World food prices hit a record high in December thanks to crop failures from a series of extreme weather events around the world



Rae Allen, courtesy Flickr

The United Nations' top food agency announced yesterday that world food prices hit a record high last month, igniting concerns among agricultural experts who are thinking back to the food riots that gripped developing countries just three years ago.

"It's a worrisome situation with prices this high," said Dan Gustafson, the director of the U.N. Food and Agriculture Organization's Washington, D.C., office. "The year ahead is what I think is the real concern at this point. ... It's not by any means inevitable that prices will come down," he said.

The food price index from the Rome-based U.N. agency measures the price fluctuations for commodities including cereals, dairy, meat, sugar and oilseeds.

Last month's average food price index came in at 215, whereas the peak in 2008 was 213.5. In December 2009, the figure was only 172.

The recent high is the culmination of a steady increase in prices over the past six months. It marks the highest food price index since food price figures were first recorded 30 years ago.

FAO attributes the upswing in prices to factors including the crop failures caused by a string of extreme weather events and high crop demands from an ever-increased global population. Many experts have linked the series of floods and fires with climate change.

"We can never tell if any particular weather event is impacted by climate change, but I can say there is every expectation we will see more of these weather events in the future and that these events certainly have an impact," said Jerry Nelson, a senior research fellow coordinating climate change work at the International Food Policy Research Institute.

Russian wildfires, Australian drought raise wheat prices
Wheat, for example, bludgeoned by Russia's wildfires, the heat waves in Australia and flooding in Pakistan, saw massive price surges last fall.

"The record rise in food prices is a grave reminder that until we act on the underlying causes of hunger and climate change, we will find ourselves perpetually on the knife's edge of disaster," said Gawain Kripke, policy director for Oxfam America, in a statement.

While high prices for sugar and oil were the key drivers for the high food index average, Gustafson pointed out that agricultural commodity prices -- although also high -- are still 13 percent below the peak June 2008 prices.

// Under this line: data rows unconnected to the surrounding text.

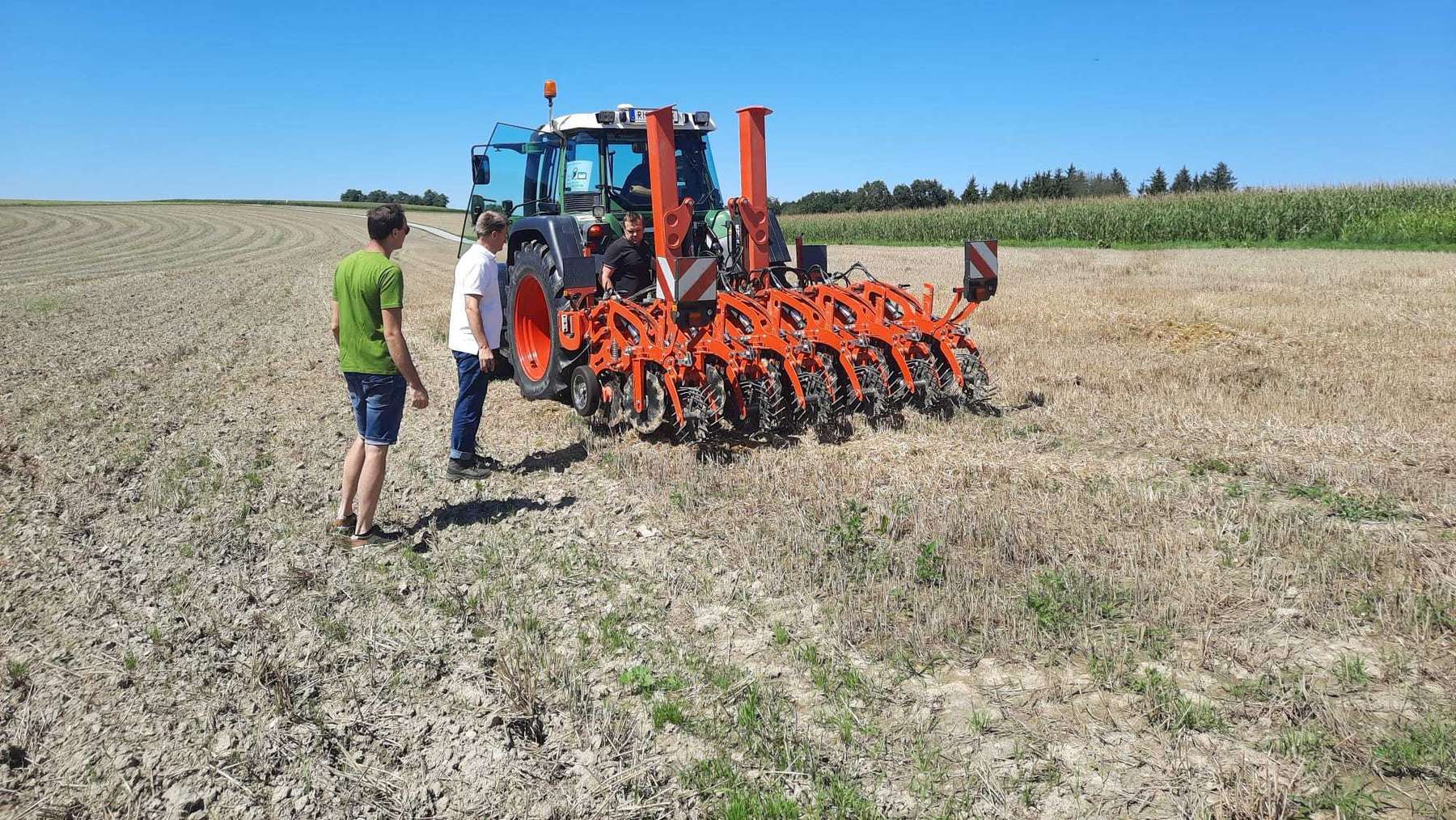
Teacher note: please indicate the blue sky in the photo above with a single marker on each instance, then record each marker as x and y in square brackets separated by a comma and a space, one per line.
[303, 99]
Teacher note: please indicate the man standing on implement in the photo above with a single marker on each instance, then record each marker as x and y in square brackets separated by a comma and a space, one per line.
[369, 298]
[628, 264]
[475, 340]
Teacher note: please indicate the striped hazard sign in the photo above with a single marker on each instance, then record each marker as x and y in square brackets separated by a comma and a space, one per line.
[980, 260]
[695, 278]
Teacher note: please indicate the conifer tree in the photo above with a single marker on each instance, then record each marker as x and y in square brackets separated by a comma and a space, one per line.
[1183, 181]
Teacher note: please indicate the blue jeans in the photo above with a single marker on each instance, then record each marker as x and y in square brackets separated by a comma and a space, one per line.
[468, 404]
[379, 405]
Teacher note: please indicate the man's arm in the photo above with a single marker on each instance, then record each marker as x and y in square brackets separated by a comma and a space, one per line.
[472, 312]
[400, 351]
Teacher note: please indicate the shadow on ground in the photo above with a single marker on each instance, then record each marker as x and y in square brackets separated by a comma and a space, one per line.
[485, 512]
[553, 461]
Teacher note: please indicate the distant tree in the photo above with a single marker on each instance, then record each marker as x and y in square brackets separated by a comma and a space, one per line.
[1222, 180]
[1119, 184]
[929, 194]
[971, 194]
[902, 197]
[1183, 181]
[1157, 184]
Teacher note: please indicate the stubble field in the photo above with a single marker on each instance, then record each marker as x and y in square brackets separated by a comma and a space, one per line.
[1208, 573]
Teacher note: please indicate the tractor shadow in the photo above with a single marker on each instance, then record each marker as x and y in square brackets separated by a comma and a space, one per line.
[482, 512]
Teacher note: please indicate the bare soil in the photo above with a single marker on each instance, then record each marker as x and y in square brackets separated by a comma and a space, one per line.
[1203, 565]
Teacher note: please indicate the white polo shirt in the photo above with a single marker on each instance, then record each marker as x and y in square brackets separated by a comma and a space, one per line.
[476, 274]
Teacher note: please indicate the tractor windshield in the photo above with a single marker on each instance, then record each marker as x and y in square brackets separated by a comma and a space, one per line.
[618, 162]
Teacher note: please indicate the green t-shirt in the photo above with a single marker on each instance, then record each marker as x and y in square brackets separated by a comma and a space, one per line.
[364, 285]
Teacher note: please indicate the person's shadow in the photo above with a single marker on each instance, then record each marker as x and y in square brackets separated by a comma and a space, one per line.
[553, 461]
[485, 512]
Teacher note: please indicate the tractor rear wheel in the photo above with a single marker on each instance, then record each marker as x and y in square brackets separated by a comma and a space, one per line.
[531, 319]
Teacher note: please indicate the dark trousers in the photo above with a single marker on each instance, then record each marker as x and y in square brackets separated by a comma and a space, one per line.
[468, 405]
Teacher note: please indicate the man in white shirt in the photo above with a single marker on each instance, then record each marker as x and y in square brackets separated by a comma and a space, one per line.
[475, 338]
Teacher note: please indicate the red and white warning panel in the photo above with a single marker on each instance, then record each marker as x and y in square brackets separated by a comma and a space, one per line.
[982, 267]
[695, 278]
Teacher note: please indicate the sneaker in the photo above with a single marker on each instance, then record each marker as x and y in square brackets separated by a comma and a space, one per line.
[462, 469]
[342, 527]
[376, 535]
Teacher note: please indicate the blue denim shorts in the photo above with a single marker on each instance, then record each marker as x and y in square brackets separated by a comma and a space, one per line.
[379, 405]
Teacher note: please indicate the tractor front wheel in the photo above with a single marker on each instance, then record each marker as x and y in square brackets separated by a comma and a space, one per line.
[535, 349]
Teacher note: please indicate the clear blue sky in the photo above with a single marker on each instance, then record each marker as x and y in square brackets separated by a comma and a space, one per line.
[127, 101]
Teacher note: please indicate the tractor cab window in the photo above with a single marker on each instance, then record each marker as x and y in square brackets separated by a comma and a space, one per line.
[523, 169]
[582, 165]
[631, 181]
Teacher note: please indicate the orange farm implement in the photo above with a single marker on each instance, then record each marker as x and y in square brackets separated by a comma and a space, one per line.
[734, 332]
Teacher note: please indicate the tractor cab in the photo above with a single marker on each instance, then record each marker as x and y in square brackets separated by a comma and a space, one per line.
[591, 168]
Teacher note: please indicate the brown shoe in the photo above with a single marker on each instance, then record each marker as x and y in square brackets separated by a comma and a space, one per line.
[342, 527]
[375, 536]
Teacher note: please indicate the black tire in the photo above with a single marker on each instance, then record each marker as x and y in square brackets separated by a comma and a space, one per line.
[586, 391]
[531, 322]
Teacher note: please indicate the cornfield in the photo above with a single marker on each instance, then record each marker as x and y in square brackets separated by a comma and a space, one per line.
[1356, 214]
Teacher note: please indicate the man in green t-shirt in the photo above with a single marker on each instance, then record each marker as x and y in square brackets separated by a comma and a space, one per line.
[369, 296]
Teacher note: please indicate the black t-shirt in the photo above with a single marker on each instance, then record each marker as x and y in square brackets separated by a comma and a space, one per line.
[631, 265]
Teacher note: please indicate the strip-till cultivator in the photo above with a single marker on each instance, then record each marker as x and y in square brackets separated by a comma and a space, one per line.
[731, 336]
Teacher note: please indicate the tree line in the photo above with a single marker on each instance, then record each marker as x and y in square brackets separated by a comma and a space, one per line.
[379, 196]
[1056, 184]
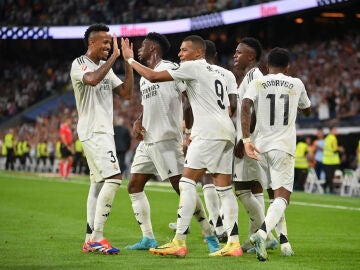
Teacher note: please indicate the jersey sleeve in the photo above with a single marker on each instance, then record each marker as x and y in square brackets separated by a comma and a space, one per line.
[251, 91]
[231, 85]
[304, 101]
[78, 71]
[115, 80]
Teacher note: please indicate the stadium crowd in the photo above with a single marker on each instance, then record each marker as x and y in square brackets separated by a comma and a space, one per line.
[57, 12]
[335, 99]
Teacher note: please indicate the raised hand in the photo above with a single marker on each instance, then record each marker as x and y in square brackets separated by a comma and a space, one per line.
[116, 50]
[127, 49]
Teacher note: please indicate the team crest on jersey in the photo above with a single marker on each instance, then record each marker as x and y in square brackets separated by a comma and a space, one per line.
[83, 67]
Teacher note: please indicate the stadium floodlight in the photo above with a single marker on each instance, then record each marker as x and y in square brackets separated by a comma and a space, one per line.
[238, 15]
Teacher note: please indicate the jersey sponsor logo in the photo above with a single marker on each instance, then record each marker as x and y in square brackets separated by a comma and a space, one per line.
[150, 91]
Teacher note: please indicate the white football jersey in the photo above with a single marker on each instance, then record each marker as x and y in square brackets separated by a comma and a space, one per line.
[162, 107]
[94, 103]
[206, 91]
[231, 85]
[277, 98]
[251, 75]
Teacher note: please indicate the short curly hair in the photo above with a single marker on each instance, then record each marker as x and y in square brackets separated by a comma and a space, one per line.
[99, 27]
[161, 40]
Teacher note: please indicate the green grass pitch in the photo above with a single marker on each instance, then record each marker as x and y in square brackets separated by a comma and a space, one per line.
[42, 225]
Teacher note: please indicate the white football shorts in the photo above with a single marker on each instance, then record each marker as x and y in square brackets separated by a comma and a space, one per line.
[245, 169]
[164, 158]
[101, 157]
[213, 155]
[277, 169]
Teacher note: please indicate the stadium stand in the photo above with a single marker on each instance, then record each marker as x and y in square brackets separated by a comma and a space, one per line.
[57, 12]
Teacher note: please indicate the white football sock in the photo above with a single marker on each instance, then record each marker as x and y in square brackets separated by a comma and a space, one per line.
[187, 205]
[91, 207]
[201, 217]
[230, 209]
[281, 228]
[260, 198]
[103, 207]
[212, 203]
[253, 208]
[275, 212]
[141, 207]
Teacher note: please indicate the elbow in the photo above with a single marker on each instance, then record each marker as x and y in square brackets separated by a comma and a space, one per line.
[127, 97]
[152, 80]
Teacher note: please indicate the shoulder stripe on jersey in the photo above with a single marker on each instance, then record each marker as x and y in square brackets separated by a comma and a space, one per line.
[81, 60]
[251, 75]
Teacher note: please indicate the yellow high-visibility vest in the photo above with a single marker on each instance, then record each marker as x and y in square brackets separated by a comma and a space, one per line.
[4, 150]
[9, 140]
[331, 154]
[78, 146]
[301, 161]
[42, 150]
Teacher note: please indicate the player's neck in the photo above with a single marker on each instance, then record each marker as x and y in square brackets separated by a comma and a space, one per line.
[92, 57]
[154, 61]
[249, 67]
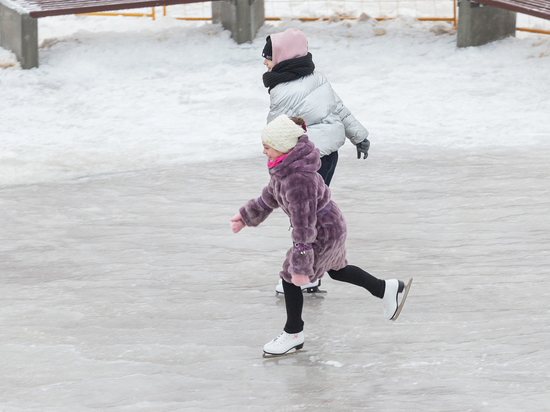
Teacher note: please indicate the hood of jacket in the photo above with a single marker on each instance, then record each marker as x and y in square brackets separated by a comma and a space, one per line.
[290, 44]
[305, 157]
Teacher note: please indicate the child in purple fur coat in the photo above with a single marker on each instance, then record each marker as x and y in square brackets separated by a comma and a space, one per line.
[318, 228]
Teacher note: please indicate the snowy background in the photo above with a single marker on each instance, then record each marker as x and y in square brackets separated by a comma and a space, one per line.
[124, 155]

That may be a saving grace for the national security of developing countries that are heavily dependent on cereals as a food staple, he said. The price increases have also happened fairly gradually in the developing world, compared to what was seen in 2008 -- helping stave off riots, he said.

"The expectation is that food prices won't go down in the next six months," said Gustafson. "The margin of error if something goes wrong with prices this year is not very big," he said.

This food price news comes on the heels of new data on the cost of oil, which closed at more than $90 a barrel earlier this week.

"The last time we had a spike in food prices, it was related to increased oil prices, and that's because oil is an input into food for the production price," said Michael Livermore, executive director of the Institute for Policy Integrity.